The Perl6 docs state "By default, parameters are bound to their argument and marked as read-only." But running the following code:
# Example 1
sub f1 ( $x ) { say $x.VAR.WHAT; say $x.WHAT; say $x }
f1(1);
yields:
(Scalar)
(Int)
1
while this code:
# Example 2
my $y := 1;
say $y.VAR.WHAT; say $y.WHAT; say $y;
yields:
(Int)
(Int)
1
It's the (Scalar) in the output of Example1 that I do not understand: why is there a Scalar when I supposedly bind the Int 1 - argument to the identifier $x ? It seems as if the value 1 got "assigned" to $x, rather than "bound".

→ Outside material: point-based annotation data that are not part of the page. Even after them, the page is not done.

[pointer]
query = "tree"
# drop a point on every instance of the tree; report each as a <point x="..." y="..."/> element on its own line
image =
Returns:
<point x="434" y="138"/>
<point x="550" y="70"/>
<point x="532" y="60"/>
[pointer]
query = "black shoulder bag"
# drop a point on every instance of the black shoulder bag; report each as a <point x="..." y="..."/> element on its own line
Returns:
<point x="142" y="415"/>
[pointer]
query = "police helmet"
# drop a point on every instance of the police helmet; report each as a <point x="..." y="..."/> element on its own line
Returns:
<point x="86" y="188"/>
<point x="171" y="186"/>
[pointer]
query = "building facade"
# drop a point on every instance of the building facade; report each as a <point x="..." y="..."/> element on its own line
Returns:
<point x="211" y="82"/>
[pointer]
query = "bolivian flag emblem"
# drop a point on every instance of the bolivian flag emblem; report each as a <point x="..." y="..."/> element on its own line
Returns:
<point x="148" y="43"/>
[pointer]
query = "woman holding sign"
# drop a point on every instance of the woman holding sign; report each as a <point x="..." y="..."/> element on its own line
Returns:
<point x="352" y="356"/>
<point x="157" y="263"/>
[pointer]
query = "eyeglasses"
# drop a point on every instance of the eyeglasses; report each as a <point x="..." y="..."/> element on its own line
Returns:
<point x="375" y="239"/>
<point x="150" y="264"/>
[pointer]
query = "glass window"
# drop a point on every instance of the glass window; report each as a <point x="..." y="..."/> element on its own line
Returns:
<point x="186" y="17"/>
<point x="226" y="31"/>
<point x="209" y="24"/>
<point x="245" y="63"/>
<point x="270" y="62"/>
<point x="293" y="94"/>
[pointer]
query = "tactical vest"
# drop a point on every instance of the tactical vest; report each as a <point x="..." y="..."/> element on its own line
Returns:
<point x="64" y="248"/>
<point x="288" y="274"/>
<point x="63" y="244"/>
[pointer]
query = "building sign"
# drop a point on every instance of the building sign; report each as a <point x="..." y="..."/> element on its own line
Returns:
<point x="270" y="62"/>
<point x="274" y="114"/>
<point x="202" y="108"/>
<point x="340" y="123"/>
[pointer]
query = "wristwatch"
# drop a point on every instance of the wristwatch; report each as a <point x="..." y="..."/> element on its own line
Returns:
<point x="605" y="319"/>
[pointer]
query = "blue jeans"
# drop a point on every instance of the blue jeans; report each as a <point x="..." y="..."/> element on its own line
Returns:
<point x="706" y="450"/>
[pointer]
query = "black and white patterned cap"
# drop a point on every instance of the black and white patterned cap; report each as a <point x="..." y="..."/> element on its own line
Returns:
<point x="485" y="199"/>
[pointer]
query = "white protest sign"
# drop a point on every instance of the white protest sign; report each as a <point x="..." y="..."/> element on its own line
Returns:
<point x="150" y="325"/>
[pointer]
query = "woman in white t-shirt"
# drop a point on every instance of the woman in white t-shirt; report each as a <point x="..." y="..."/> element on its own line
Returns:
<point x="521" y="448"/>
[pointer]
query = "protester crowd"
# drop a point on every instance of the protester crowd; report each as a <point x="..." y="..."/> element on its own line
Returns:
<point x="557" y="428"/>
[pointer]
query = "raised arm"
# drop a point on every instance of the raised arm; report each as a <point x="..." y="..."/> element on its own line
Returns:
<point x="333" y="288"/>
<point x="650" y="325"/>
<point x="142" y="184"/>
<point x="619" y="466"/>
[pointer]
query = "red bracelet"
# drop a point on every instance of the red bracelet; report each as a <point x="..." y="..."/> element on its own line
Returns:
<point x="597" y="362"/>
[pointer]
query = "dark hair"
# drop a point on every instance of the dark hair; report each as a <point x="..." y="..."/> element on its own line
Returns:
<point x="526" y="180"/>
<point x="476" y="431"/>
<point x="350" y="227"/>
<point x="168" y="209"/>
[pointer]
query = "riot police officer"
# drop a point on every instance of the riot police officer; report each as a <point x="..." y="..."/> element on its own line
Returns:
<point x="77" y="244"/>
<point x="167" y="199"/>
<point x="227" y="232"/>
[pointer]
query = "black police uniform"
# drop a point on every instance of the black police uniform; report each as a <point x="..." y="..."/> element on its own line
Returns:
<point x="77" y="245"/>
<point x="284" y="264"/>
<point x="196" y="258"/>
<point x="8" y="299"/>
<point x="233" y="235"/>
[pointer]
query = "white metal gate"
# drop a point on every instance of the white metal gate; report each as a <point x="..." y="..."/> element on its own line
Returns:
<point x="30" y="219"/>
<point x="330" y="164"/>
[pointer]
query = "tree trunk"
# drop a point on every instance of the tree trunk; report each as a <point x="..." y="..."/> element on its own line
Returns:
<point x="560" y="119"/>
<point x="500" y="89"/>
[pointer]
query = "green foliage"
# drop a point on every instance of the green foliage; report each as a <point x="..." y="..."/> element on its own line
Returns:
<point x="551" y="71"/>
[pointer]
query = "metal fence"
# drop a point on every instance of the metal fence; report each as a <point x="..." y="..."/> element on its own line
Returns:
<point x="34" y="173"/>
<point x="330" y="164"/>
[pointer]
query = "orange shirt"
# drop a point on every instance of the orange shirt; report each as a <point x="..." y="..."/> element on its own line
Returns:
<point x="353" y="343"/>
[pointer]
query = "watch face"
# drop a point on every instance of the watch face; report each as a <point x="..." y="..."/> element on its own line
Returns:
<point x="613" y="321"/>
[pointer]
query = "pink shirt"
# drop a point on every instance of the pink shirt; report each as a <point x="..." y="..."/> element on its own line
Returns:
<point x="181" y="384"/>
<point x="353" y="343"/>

Scalar containers are also used to indicate items, and thus prevent flattening of them. In the absence of a type constraint, the implementation will conservatively wrap the incoming argument into a read-only Scalar container to avoid any unexpected flattening taking place. Contrast this:
sub foo($x) {
my @a = $x;
say @a.elems;
}
foo([1,2,3]);
Which outputs 1 (no flattening), with a sigilless binding:
sub foo(\x) {
my @a = x;
say @a.elems;
}
foo([1,2,3])
Which outputs 3, since no item context is imposed. Were the Scalar container not there, both would output 3.
In the presence of a non-Iterable type constraint, this wrapping will be omitted. Thus writing:
sub f1(Int $x) {
say $x.VAR.WHAT;
say $x.WHAT;
say $x
}
f1(1)
Will output:
(Int)
(Int)
1
With .VAR simply yielding identity on a non-container.